Hz. Muhammed`in gençliğe verdiği önem, onlara yaklaşım biçimi ve çağın İslam gençliğinin ona hangi açıdan bakması gerektiğiyle ilgili önemli değerlendirmelerde bulunan İnönü Üniversitesi İlahiyat Fakültesi İslam Tarihi Ana Bilim Dalı Öğretim Üyesi Yrd. Doç. Dr. Fethullah Zengin, İlke Haber Ajansına (İLKHA) konuştu.
Günümüz gençliğinin karşılaştığı sorunlara ilişkin Resulullah`ın hayatında ne gibi çözüm reçeteleri olduğuna dair bilgiler sunan Yrd. Doç. Dr. Fethullah Zengin, gençliğin Kur`an ve hadis ile yakın bir ilişki içerisinde olması gerektiğini, çevrelerindekilerin de onların problemlerini çözmede daha etkin rol almalarını vurguladı.
“Bütün hükümlerin uygulanmış hali siyer ilminde mevcut”
Siyer ilminin önemi hakkında tespitlerde bulunan Zengin, şunları söyledi: “Biz öğrencilerimizle siyer dersine başlarken ilk ele aldığımız konulardan bir tanesi siyer ilmini niçin öğreniyoruz, siyer ilminin faydaları nelerdir? Bu tür sorularda aslında muhataplarımın, öğrencilerimin sonuca ulaşmasını istiyorum. Siyer öğrenmeseniz mesela, siyer ilmi hiç olmazsa ne olurdu?
Kısaca birkaç şey söyleyeyim. Biz, İslam dininin her bir hükmünün evrensel olduğuna, çağlara ve mekânlara hitap ettiğine inanıyoruz. İmanımız bize bunu emrediyor. Ama bunun sağlamasını biz siyerle öğrenmiş oluyoruz.

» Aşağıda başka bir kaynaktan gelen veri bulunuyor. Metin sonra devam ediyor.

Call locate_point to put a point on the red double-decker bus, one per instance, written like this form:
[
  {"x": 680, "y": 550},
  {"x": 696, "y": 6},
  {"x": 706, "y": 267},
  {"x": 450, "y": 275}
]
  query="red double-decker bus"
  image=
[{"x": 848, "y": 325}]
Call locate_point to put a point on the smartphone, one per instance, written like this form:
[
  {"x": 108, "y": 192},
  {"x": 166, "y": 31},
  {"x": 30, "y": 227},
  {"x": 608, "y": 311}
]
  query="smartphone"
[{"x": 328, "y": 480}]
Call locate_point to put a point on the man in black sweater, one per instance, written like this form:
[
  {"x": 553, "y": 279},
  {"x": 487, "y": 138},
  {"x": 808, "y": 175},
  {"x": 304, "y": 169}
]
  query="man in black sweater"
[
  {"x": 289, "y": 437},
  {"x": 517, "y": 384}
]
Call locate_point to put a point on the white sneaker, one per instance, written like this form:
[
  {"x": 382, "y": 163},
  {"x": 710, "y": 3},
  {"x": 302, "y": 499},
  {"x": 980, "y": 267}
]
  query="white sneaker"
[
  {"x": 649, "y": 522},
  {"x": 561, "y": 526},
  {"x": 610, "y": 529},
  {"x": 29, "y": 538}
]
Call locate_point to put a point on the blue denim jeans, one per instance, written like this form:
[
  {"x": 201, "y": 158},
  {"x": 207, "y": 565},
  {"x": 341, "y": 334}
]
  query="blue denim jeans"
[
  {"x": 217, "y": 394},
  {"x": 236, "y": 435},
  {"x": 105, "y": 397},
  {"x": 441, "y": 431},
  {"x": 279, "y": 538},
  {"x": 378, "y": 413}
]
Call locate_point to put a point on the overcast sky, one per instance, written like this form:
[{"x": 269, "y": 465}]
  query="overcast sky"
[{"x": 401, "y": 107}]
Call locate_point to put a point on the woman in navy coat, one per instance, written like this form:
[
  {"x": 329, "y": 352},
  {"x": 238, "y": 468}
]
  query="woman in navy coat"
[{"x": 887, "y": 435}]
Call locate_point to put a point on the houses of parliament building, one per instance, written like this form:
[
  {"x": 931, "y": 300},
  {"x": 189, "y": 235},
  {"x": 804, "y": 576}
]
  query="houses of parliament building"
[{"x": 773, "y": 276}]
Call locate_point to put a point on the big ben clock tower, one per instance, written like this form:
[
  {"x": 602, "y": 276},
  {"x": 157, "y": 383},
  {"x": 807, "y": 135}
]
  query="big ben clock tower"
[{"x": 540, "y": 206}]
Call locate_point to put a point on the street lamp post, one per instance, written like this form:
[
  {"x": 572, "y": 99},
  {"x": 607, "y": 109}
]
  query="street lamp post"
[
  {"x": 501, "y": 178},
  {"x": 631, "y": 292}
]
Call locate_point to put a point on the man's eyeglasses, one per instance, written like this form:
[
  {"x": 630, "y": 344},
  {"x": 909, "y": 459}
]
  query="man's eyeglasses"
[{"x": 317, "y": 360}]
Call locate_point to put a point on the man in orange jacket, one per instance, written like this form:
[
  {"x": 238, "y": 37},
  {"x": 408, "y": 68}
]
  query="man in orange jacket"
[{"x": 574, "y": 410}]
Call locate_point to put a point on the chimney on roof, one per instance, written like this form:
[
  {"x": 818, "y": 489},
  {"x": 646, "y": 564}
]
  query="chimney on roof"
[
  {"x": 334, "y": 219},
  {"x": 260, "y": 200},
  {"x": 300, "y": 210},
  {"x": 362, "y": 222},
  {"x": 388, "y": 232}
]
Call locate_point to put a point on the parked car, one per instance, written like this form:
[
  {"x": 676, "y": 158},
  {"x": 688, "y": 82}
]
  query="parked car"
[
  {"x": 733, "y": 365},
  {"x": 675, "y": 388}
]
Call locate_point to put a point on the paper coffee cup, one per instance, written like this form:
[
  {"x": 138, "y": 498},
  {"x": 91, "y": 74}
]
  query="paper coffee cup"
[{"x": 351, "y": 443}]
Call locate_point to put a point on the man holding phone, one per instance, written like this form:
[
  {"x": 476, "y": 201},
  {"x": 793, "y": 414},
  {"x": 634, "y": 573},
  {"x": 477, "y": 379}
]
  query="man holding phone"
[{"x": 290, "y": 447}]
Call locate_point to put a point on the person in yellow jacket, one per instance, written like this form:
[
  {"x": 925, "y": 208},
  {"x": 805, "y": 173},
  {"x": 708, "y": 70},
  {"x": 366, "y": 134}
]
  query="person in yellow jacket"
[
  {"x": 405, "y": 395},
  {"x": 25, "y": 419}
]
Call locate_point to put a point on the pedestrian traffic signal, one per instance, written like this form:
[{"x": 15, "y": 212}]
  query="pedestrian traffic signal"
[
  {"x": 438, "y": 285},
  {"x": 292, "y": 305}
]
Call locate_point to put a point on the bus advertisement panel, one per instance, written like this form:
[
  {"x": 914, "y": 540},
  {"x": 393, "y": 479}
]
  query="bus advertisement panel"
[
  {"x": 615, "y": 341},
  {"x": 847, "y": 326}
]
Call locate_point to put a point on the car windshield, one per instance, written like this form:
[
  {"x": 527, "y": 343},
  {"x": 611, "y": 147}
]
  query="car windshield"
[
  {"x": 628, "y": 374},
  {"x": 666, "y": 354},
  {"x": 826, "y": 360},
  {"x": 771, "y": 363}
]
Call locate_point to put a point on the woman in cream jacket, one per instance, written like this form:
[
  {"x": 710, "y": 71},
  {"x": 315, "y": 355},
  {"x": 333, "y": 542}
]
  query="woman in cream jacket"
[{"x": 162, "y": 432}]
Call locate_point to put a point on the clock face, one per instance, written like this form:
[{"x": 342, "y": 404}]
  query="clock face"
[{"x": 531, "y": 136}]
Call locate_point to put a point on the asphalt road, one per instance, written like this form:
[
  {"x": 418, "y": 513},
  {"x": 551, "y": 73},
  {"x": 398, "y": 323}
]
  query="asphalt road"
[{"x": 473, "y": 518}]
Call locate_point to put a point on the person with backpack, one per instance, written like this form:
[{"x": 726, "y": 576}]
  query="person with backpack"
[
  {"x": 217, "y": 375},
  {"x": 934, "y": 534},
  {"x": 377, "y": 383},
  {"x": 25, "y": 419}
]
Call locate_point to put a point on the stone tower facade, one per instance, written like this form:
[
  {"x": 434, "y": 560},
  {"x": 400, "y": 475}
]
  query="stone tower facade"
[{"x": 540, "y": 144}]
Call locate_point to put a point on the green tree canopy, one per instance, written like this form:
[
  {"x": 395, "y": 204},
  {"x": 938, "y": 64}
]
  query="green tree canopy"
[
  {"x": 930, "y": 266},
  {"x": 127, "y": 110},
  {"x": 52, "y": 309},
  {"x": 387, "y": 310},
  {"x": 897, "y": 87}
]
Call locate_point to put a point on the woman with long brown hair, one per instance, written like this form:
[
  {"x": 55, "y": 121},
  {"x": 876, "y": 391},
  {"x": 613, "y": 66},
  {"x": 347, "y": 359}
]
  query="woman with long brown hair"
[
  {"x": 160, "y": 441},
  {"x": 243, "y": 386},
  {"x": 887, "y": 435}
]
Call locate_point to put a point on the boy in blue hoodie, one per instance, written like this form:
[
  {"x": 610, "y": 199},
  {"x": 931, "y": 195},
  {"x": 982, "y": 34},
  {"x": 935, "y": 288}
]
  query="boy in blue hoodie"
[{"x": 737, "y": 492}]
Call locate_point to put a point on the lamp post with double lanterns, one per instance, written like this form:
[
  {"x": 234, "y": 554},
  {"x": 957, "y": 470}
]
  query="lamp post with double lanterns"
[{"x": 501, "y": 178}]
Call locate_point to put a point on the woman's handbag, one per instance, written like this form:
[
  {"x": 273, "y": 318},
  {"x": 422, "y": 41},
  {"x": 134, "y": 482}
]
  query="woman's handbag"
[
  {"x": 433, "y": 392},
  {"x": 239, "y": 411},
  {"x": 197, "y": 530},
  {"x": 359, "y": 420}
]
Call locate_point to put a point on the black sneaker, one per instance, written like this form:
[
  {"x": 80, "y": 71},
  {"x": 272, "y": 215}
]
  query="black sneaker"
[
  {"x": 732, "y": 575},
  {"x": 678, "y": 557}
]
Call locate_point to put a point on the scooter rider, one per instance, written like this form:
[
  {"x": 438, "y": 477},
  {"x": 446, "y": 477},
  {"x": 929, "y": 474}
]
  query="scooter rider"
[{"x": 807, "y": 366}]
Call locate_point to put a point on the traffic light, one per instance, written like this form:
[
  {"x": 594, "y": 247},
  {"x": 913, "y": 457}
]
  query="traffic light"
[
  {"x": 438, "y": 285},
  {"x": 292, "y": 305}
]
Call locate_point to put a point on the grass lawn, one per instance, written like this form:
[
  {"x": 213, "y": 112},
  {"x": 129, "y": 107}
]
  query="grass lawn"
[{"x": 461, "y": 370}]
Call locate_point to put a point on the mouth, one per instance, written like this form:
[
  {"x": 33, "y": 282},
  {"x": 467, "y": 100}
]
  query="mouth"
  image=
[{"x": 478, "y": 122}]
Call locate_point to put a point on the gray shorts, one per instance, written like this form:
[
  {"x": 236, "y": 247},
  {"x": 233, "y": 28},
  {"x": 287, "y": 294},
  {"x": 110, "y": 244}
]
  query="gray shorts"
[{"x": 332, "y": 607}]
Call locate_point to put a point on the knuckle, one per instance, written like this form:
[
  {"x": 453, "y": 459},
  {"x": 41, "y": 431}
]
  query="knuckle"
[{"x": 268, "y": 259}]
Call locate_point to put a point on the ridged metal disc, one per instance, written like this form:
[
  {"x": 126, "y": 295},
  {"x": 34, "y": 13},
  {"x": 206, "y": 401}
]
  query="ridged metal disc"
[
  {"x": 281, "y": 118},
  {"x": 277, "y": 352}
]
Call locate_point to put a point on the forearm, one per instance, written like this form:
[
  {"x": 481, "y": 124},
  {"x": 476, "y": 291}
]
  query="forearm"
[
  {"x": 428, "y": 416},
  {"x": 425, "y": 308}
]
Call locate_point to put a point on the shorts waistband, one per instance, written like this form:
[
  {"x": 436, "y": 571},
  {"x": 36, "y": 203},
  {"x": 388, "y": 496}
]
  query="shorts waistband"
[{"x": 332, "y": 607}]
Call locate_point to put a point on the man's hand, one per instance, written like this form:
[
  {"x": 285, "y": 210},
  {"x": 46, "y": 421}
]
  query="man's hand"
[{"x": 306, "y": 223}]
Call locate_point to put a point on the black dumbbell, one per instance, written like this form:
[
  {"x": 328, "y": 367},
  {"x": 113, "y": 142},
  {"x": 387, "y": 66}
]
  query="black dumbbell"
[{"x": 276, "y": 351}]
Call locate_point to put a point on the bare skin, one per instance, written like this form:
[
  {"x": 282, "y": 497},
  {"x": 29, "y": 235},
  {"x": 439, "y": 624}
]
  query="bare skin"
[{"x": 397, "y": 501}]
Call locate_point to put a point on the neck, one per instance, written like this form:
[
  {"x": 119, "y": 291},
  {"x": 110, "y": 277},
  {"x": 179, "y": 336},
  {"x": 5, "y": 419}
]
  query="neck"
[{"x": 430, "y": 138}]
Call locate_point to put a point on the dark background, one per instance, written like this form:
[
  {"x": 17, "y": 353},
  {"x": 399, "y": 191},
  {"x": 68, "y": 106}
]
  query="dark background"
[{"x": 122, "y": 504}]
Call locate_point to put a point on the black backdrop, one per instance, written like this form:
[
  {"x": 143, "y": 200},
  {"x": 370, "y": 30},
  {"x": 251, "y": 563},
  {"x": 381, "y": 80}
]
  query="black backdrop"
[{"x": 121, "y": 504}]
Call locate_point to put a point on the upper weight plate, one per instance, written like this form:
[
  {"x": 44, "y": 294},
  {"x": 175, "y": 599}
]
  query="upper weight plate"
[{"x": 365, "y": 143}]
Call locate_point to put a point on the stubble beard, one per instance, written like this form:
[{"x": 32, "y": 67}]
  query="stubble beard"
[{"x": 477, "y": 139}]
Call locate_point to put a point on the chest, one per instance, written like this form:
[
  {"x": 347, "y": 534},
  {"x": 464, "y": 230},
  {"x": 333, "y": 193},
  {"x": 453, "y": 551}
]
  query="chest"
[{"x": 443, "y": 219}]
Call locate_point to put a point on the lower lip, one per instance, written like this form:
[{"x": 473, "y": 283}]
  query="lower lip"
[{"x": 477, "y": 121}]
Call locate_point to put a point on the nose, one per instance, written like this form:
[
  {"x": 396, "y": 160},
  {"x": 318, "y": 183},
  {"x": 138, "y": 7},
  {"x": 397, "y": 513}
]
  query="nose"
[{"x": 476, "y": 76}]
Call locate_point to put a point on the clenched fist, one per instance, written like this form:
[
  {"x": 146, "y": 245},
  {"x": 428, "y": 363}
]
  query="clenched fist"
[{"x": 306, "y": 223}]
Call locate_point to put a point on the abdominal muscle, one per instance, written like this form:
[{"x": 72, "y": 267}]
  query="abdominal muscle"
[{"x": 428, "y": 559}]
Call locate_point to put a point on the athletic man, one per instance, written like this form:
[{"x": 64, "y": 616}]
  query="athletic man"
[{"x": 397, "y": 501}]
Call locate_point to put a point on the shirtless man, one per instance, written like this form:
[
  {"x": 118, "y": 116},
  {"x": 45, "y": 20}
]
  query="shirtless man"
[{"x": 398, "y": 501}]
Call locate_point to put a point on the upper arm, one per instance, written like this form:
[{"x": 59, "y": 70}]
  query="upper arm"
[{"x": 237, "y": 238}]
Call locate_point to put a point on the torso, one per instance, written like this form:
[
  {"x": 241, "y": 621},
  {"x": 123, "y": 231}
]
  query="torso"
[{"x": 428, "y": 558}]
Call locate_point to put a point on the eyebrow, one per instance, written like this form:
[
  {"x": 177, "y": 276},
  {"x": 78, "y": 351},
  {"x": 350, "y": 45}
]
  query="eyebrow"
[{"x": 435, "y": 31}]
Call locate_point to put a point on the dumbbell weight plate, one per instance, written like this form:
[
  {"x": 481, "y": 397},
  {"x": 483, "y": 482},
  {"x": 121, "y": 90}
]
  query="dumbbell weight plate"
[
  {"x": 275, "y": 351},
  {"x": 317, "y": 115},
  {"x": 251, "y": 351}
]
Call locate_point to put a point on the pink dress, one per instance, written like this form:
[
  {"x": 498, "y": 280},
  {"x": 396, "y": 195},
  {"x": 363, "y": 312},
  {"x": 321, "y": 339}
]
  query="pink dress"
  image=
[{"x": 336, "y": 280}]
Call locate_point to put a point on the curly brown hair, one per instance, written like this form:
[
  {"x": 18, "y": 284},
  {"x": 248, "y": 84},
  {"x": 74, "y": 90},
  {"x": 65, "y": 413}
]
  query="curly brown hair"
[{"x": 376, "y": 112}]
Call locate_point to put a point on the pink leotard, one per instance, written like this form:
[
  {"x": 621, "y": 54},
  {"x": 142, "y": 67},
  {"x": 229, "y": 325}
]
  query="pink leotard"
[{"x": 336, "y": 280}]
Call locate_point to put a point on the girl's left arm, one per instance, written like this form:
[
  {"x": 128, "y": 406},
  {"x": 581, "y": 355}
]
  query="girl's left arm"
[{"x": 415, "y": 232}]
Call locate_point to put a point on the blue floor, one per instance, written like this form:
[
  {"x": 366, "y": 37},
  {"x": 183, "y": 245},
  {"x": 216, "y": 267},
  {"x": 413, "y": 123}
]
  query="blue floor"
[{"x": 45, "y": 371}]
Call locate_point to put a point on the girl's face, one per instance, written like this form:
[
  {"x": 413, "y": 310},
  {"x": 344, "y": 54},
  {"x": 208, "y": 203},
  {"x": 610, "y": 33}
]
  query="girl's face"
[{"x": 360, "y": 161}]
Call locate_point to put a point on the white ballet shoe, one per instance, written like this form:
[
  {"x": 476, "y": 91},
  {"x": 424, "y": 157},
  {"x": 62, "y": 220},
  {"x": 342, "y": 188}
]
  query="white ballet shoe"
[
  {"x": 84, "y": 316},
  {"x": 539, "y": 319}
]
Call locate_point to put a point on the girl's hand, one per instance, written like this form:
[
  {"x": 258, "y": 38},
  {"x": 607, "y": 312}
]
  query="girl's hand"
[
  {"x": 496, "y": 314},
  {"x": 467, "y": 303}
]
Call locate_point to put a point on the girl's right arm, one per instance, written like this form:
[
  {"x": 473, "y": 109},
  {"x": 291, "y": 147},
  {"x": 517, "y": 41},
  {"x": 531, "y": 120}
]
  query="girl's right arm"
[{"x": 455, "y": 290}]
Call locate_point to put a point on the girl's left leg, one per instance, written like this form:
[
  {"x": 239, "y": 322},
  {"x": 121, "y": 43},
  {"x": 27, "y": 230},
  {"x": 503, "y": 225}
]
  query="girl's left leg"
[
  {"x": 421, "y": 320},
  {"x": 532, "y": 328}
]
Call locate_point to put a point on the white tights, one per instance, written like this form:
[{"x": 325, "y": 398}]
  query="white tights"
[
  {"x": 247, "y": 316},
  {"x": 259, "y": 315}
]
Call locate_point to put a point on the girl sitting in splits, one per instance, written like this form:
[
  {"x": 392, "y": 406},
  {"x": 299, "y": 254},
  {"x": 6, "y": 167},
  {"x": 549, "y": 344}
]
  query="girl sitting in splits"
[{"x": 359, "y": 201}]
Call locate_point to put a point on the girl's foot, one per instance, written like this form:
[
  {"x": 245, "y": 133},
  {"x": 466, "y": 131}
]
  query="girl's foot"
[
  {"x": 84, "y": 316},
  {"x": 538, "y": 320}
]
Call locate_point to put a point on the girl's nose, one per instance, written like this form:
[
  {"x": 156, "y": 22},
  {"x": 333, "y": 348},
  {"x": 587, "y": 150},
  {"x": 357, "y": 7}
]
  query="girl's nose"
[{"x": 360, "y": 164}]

Yani bugün önümüzde bulunan bütün hükümlerin uygulanmış hali siyer ilminde, Hz. Peygamber döneminde önümüze çıkıyor. Bu nedenle siyer ilmine sahip olmak demek bizim mensup olduğumuz İslam dininin kanunlarının, değerlerinin, hukukunun uygulanabilir olduğunun sağlanmış olması anlamına geliyor.”
“Siyeri bilmeyen ne fıkhı ne hadisi ne de tefsiri anlar”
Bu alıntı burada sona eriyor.